In re Energy Future Holdings Corp. et al.

Citation:
In re Energy Future Holdings Corp., Case No. 15-1591 (3d Cir. May 4, 2016)
Tag(s):
Ruling:
1. The use of a "tender offer" to solicit a settlement, subject to bankruptcy court approval, is permissible if the "tender offer" is appropriately structured. 2. A settlement outside of the plan-confirmation context need not comply with the Bankruptcy Code's plan-confirmation requirements, but compliance with such principles is relevant in determining whether a settlement is fair and equitable. 3. A settlement that only dictates the recoveries to the creditor classes that are parties to the settlement, and does not affect other creditor constituencies, does not constitute a "sub rosa" plan.
Procedural context:
Third Circuit Court of Appeals, in a not precedential decision, affirmed the decisions of the Bankruptcy Court for the District of Delaware and the District Court for the District of Delaware approving a settlement pursuant to 11 U.S.C. 363(b) and Bankruptcy Rule 9019.
Facts:
Prior to its bankruptcy filing, Energy Future Intermediate Holdings Corp. ("EFIH" and its affiliates, the "Debtors") issued two sets of first lien notes pursuant to separate indentures: (i) $500 million in notes at interest of 6 7/8% (the "6 7/8% Notes"); and (ii) $3.5 billion in notes at interest of 10% (the "10% Notes" and collectively with the 6 7/8% Notes, the "First Lien Notes"). Each of the indentures for the First Lien Notes contained "make whole" provisions that would entitle the holders to additional payments if the First Lien Notes were redeemed before their final maturity. The Debtors, after engaging in extensive pre-petition negotiations with certain holders of the First Lien Notes, filed bankruptcy petitions and immediately filed a "tender offer" intended to settle the disputes with the holders of the First Lien Notes. The "tender offer," which remained open for 31 days, offered each holder of a First Lien Note 105% of the principal amount and 101% of the accrued interest on the note, in exchange for the release of any potential claim to the make-whole premium.

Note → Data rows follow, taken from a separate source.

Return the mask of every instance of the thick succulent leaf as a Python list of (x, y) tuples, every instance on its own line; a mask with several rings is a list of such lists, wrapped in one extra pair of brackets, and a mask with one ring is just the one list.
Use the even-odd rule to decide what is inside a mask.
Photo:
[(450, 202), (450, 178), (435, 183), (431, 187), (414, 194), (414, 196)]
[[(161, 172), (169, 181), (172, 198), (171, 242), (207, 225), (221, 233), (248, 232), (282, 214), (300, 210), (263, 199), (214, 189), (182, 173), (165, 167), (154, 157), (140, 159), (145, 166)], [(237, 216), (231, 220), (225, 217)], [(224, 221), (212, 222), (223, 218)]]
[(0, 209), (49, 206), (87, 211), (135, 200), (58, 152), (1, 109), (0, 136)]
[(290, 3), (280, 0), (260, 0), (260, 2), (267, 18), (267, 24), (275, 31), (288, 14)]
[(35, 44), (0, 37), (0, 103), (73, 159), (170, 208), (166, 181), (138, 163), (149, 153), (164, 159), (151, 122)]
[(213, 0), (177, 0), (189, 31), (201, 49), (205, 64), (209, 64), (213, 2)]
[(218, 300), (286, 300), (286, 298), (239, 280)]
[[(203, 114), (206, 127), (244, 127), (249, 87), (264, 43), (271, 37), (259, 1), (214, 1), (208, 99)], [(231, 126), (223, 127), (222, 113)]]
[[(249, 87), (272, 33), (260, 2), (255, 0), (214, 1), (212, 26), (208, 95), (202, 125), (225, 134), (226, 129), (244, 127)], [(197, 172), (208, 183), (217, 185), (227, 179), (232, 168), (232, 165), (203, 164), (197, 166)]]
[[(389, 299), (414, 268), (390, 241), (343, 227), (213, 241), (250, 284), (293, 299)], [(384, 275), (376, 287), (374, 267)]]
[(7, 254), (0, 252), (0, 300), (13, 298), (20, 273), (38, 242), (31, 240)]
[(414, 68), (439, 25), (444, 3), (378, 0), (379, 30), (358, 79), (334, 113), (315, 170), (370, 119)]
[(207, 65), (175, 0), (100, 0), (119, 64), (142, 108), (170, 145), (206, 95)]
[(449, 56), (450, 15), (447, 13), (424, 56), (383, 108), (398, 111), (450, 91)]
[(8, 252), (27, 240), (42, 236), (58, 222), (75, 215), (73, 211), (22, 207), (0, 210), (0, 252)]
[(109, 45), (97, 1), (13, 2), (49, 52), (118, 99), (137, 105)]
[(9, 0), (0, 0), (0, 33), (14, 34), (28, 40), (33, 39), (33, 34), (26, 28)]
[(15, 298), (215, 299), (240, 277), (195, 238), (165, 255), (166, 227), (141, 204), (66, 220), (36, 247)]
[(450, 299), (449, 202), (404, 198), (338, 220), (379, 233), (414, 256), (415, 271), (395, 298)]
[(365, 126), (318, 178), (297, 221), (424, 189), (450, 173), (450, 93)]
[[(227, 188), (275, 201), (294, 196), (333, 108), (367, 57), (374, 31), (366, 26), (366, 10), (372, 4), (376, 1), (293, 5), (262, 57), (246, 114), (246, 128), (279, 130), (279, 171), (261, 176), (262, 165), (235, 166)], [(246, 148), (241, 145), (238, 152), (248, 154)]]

Any holder who did not accept the offer (which would be reduced after 14 days) would be entitled to pursue the full amount of the "make-whole," but the Debtors intended to vigorously oppose payment [and, as an aside, were ultimately successful in opposing payment of the "make whole."]. The offer was subject to the approval of the Bankruptcy Court. At the end of the 31 day period, 97% of the holders of the 6 7/8% Notes accepted the offer, while only 34% of the holders of the 10% Notes accepted (presumably because all holders would receive the same recovery under the proposed settlement, but the holders of the 10% Notes would have been entitled to a larger recovery if successful in requiring payment of the "make whole"). The Debtors filed a motion to approve the settlement with the consenting noteholders and certain of the non-consenting noteholders objected to the settlement.